The 18th century witnessed significant religious revivals and reforms throughout the Islamic world, including Morocco. While both sūfī and non-sūfī reformist movements advocated a return to foundational Islamic principles, often through purist-orientated approaches that rejected popular Sūfī practices, the Darqāwī Sūfī order took a distinct path. Formed by al-Arabī al-Darqāwī (d. 1239/1823) as a sub-branch of the Shādhilī order, Darqāwiyya was characterized by a revival of ascetism and popular Sūfī practices, such as self-striving, seclusion, begging, and dhikr gatherings, and aligned them with shariʿa principles. Above all, the teachings of Darqāwiyya revolved around the reverence (taʿẓīm) and veneration (ḥurmah) of Sūfī shaykhs and emphasized their central role as intermediaries between the Prophet and disciples. However, these Sūfī practices and emphasis on shaykhs faced condemnation from the Moroccan ruler, Mawlāy Sulaymān (r. 1792 to 1822) who favoured the Wahhābī teachings, despite not fully embracing its doctrines. In quest of exercising control over the zāwiyas, he targeted their religious legitimacy and restricted their Sūfī activities, including those of the Darqāwiyya. In this context, Al-Ādāb al-Marḍiyya li-sāliki ṭarīq al-ṣūfiyya, a Sūfī manual written by the Shadhilī-Darqāwī shaykh Muḥammad bin Aḥmad al-Būzīdī (d. 1229/1814), serves as both an apology and a Sūfī manifesto. Written in the ādāb al-murīd (Sūfī etiquette) genre, this text acted not only as a guide for Darqāwiyya disciples but also as a proclamation of the central role of Sūfī shaykhs, as well as it sought to legitimize the criticized Sūfī practices of the order. This article studies the unique conventional position of the Darqāwiyya Order during the late 18th century Moroccan reforms and present al-Ādāb al-marḍiyya as a significant text defending the reverence and veneration of Sūfī shaykhs, as well as their practices during this period.

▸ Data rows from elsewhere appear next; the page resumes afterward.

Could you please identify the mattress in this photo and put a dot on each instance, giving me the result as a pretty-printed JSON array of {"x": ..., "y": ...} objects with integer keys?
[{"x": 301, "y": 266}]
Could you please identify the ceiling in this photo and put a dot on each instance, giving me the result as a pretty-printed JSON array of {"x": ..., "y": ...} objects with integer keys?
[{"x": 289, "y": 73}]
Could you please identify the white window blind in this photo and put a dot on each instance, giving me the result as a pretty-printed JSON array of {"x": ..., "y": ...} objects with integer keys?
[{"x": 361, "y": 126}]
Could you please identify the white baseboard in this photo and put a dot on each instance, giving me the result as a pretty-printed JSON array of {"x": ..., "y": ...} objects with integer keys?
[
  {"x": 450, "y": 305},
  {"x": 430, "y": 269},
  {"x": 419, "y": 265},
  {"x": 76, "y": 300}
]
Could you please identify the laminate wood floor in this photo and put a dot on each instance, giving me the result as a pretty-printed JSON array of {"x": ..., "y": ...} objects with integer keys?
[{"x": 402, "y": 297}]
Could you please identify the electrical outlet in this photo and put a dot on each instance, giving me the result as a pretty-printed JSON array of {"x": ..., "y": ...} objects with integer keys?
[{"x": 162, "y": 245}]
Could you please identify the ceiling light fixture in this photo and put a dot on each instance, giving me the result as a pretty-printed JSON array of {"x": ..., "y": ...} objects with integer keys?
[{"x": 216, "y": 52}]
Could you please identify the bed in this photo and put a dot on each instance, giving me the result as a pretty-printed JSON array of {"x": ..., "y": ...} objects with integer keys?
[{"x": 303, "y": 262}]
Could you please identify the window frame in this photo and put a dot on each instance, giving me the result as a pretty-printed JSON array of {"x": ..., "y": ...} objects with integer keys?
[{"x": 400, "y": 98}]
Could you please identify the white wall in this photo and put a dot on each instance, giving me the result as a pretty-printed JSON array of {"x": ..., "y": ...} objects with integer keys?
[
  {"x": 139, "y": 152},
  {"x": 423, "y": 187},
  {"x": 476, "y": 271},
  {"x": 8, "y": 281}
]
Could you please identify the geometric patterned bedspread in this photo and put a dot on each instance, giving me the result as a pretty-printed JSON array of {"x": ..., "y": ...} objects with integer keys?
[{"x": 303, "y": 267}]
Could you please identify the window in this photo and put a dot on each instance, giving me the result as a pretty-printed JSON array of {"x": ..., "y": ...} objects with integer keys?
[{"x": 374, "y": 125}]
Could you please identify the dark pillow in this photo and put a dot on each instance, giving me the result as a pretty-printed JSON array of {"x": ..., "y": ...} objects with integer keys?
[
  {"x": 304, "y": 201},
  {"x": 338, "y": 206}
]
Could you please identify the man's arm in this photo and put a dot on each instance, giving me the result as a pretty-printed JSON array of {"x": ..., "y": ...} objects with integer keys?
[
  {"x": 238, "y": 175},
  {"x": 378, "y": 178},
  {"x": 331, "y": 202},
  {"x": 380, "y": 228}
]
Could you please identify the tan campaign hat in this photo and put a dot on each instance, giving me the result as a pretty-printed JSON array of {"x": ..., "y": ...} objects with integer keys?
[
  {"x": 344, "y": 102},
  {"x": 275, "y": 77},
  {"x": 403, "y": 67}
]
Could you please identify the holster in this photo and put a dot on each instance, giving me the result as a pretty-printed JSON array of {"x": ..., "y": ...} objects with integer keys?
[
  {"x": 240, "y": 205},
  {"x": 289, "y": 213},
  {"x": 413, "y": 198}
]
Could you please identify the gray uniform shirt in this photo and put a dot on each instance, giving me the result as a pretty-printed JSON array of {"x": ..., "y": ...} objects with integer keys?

Sufism 18th-Century Morocco Religious Reforms Sufi etiquette Shādhilī-Darqāwī order ādāb al-murīd genre Al-Ādāb al-marḍiyya
İslam dünyası 18. yüzyılda önemli dinî tecdîd ve reformlara şahitlik etmiştir, bu durum Fas için de geçerlidir. Hicaz’da ortaya çıkan Vehhâbîlik öğretilerinin Mağribli hacılar yoluyla müslüman batıya ulaştığı bu dönemde, tasavvufî gruplar da popüler tasavvuf pratiklerini reddeden yaklaşımları benimseyerek değişimden geçmiştir. Sûfî olsun ya da olmasın, dönemin ana akım grupları popüler tasavvufun pratiklerine ve geleneksel tasavvufi eğitimin şeyh merkezli yapısına karşı ortak bir tavır sergilemiştir. Bu değişim dalgaları arasında Derkāviyye farklı bir yol izlemiştir. el-Arabî ed-Derkāvî’nin (ö. 1239/1823) Şâzelî tarikatını zühd ve mücâhede merkezli uygulamalarla ihya etmesi sonucu oluşan Derkāviyye uzlet, yamalı hırka giyme, dilenme ve zikir meclisleri gibi uygulamaları teşvik ederek popüler tasavvufu şeriat ekseninde canlandırmıştır. Hz. Peygamber ve müridler arasında bir aracı olarak şeyh, Derkāviyye’de merkezi bir role sahip olmuştur. Ne var ki bu öğreti ve uygulamalar Fas sultanı Mevlây Süleyman’ın (1792-1822) tepkisini çekmiştir.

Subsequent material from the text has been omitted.